Although improvements were made in printers, they remained what they had always been: impact printers, so named because they operated much like a typewriter bringing an ink ribbon into direct contact with paper. Examples of these types of printers included dot matrix, daisywheel, and ball printers.
Impact printers were adequate for printing reports consisting of numbers, letters, and basic graphs. Users did, however, have to deal with a number of operational issues such as slow print speeds, ink ribbons slipping or wearing out, mechanical jams, and aggravatingly loud noises whenever these devices were in operation.
As computer use became more commonplace, both in the workplace and at home, powerful programs were created that included complex charts, diagrams, and even photographic images. It was time for a better printer.
Computer manufacturers were soon experimenting with ways to increase print speeds and improve image quality. Some of their initial ideas involved non-impact devices that utilized heat and electrical phototypesetting.
In 1960, the XEROX corporation released its 914 plain paper photocopier. It was an immense success, capable of copying originals that fit at or within the 9-inch by 14-inch window (hence the name) and printing out an impressive seven copies per minute.

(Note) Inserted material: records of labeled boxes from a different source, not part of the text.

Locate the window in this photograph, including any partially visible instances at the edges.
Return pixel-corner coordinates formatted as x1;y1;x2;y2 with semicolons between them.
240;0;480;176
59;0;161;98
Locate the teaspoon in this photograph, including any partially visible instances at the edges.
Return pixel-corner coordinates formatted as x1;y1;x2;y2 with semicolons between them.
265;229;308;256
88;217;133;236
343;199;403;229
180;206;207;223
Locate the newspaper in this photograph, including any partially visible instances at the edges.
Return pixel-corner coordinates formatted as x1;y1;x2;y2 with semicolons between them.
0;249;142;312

The 914-copier operated in a surprisingly simple manner: a cathode ray tube (CRT) would shine a bright light onto a mirror that reflected the image of an original document onto a photosensitive rotating drum creating a negatively charged image on the drum. As the drum rotated through the toner tray it would attract positively charged toner particles as it passed.
A piece of paper, simultaneously fed under the drum, would receive the positively charged toner particles from the drum, creating a copy of the original document. The copy would then pass through a ceramic fusing element to melt the toner onto the paper and an exact replica of the original document would roll out of the machine.

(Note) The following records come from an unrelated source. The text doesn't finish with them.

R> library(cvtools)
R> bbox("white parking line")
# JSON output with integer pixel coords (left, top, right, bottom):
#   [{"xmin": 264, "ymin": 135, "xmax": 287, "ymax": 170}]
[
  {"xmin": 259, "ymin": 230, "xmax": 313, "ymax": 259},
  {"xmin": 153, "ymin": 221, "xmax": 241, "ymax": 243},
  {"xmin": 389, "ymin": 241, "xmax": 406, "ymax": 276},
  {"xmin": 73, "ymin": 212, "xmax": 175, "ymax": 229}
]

914s were soon operating in offices everywhere. During its 17-year production, according to Fortune Magazine, the 914, measured by return on investment, is “the most successful product ever marketed in America.” A model of the 914, number 517, rests in the Smithsonian Institution in Washington, D.C.
Man with a Plan
In 1967, Gary Starkweather, a XEROX engineer was toiling away in the company’s research facility in upstate New York. While tinkering with the 914, he decided to remove the CRT and the original document and instead use a laser, modulated by a computer, to scan the image on a computer screen directly onto the rotating drum.

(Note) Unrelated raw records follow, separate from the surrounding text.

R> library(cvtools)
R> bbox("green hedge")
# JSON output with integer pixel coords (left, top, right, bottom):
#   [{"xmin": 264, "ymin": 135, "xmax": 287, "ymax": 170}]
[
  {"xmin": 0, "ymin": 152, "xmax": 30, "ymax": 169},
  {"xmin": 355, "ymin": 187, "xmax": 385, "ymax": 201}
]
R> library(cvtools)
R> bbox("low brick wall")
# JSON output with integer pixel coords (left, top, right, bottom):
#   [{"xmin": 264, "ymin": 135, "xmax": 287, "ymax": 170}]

Starkweather's idea worked. He created a copy without using a physical original and, in the process, created a new output device for computers. Starkweather immediately approached his superiors about his breakthrough and requested additional resources to further develop it.
Somewhat surprisingly, the higher-ups didn’t view Starkweather’s project as a breakthrough. They reminded him that XEROX made copiers and ordered him to work on projects related to copiers.
For three months, Starkweather continued working in secret attempting to refine his prototype. When regional management became aware of his actions they threatened termination if he didn’t stop and get back to work on copiers. Unwilling to lose his job, Starkweather reluctantly set his project aside.
Shortly afterward, while reading a company newsletter, he learned that XEROX was establishing an additional research center in Palo Alto, Calif. The sole purpose of the new facility would be to develop devices that would operate in “The Office of the Future.”
Starkweather quickly wrangled a visit to the new Palo Alto Research Center (PARC) and convinced its managers to let him join the team. He arrived in Palo Alto in 1971 and, nine months later — to the great delight of PARC management — had a working laser printer.
Sell No, We Won't Go (to Market)
Once again, however, XEROX refused to market Starkweather’s laser printer. The company had been dabbling in electronic printing and sales and marketing teams were busy selling the impressive new 3600 Optical Character printer.
One year later, management did give PARC permission to ship out two Xerox Graphics Printers (GP) for trial use. One model was sent to the Stanford Research Center, while the other went to the Artificial Intelligence Lab at MIT.
The GP printed 180 dots per inch on a roll of 8.5-inch paper that the machine would cut into single pages during operation. While no GPs were ever sold, Stanford and MIT both reported being highly satisfied with the machines.
By 1976, Starkweather and his PARC colleagues created an improved laser printer, the XEROX Dover, able to print 2 pages per second at 300 dots per inch (dpi). PARC built 35 copies of the Dover, but XEROX again refused to market them, permitting them to only be given to universities.
Never Say Never
Finally, by the end of 1976, XEROX managment realized that the company needed to start selling laser printers when IBM began marketing the IBM 3800. XEROX would soon counter with the powerful XEROX 9700 laser printer that printed 300 dpi and up to two pages per second on cut-sheet paper.
As other companies like Hewlett Packard and Ricoh began manufacturing printers, new printer models improved dramatically, becoming much faster while simultaneously dropping in price and decreasing in size.
Laser printers have since become ubiquitous in most businesses and in many homes. These machines are now reasonably inexpensive and capable of printing up to 100 pages per minute at 600 – 1200 dpi. All because of Gary Starkweather (who died in 2019, at age 81) — a determined visionary who refused to give up on his idea.